The Buckley v. Valeo Decision of 1976

The Buckley v. Valeo ruling of 1976 was a pivotal Supreme Court decision that shaped modern campaign finance law in the United States. The case emerged from challenges to the Federal Election Campaign Act (FECA) of 1971 and its 1974 amendments, which were passed in the wake of the Watergate scandal to address corruption and enhance transparency in federal elections. Congress had concluded, by overwhelming majority, a set of regulations to prevent corruption with the passage of the FECA Amendments.
The Supreme Court’s decision in Buckley v. Valeo addressed the constitutionality of the Amendments, and a year after enactment, effectively overruled the will of Congress and the American people, with a ruling significantly weakening key aspects of the law including the spending limits. The ruling connected money with speech, allowing unlimited money in politics and removing restrictions on spending by outside groups.
The case was one of the first major legal challenges to modern campaign finance laws. It addressed fundamental questions about the balance between regulating money in politics and protecting constitutional freedoms, setting the stage for decades of legal and political debate over campaign finance reform.
In 1975, a group of plaintiffs, including Senator James L. Buckley (R-NY) and former Democratic presidential candidate Eugene McCarthy, filed a lawsuit in federal court. The plaintiffs argued that the FECA’s contribution and expenditure limits, along with the structure of the FEC, violated their constitutional rights, particularly free speech and equal protection. The key questions before the court were:
- Are limits on contributions to candidates constitutional?
- Can the government cap how much candidates spend on their own campaigns or overall campaign expenditures?
- Can individuals or groups be restricted from spending money independently to support or oppose candidates?
- Are provisions for public funding of presidential campaigns constitutional?
- Does the method of appointing FEC commissioners violate the separation of powers?
The Court ruled that limits on contributions to candidates were constitutional because they served a compelling government interest in preventing actual corruption and the appearance of corruption in the political process. Contributions directly link donors to candidates, creating a potential for quid pro quo corruption. The Court found that limiting contributions did not overly burden free speech, as organizations and the donor class could buy politicians in other ways.

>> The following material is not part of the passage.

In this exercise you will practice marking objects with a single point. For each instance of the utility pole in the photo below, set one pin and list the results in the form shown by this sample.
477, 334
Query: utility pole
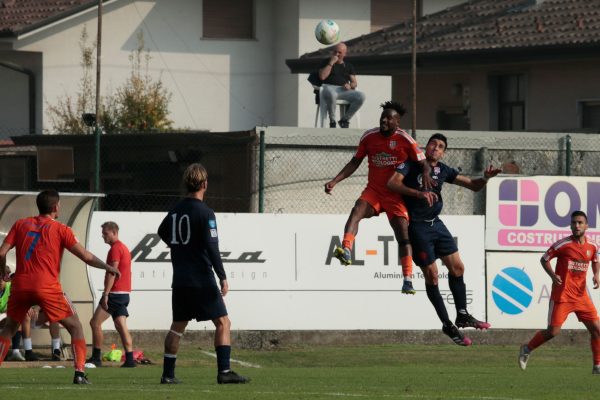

The Court invalidated limits on candidates’ overall campaign expenditures and on personal spending from their own funds, as the limits were seen as a direct restriction on political expression and communication. Political spending was equated with political speech, as it enables candidates to disseminate their views to the public. Their rationale was, unlike contributions, independent expenditures posed less risk of corruption because they were not coordinated with candidates. The decision also changed the ways in which Congress appointed commissioners of the FEC and weakened spending and disclosure rules.

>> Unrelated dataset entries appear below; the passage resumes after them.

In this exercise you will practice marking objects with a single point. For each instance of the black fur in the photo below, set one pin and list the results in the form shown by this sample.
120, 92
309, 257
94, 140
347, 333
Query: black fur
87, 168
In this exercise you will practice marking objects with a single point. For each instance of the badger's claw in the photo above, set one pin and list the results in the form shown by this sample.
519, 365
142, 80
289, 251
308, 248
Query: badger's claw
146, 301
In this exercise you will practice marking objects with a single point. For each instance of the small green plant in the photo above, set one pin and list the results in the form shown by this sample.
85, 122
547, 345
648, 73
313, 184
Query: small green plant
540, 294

Justice White led in opposition to the ruling with a strong dissent, stating that allowing unlimited political spending was a “mortal danger”, arguing that limits on expenditures were necessary to achieve the same anti-corruption goals that justified contribution limits. He expressed strong concerns that striking down expenditure limits undermined the broader purpose of the law; to ensure fairness in the electoral process and reduce the influence of wealth in politics. He believed that unlimited expenditures, even from a candidate’s personal funds, could create undue disparities between candidates and distort democratic competition. Justice White highlighted the importance of limiting the role of money in elections to create a level playing field, ensuring that candidates could compete based on their ideas rather than their financial resources. “
In a narrow decision, led by the new Justice Lewis Powell, the Court effectively decided to protect money and give those with it a distinct advantage in federal elections, concluding that preventing corruption was less important than the opinion of those with money. This decision set precedent for future campaign finance challenges and additional weakening of our anti-corruption laws.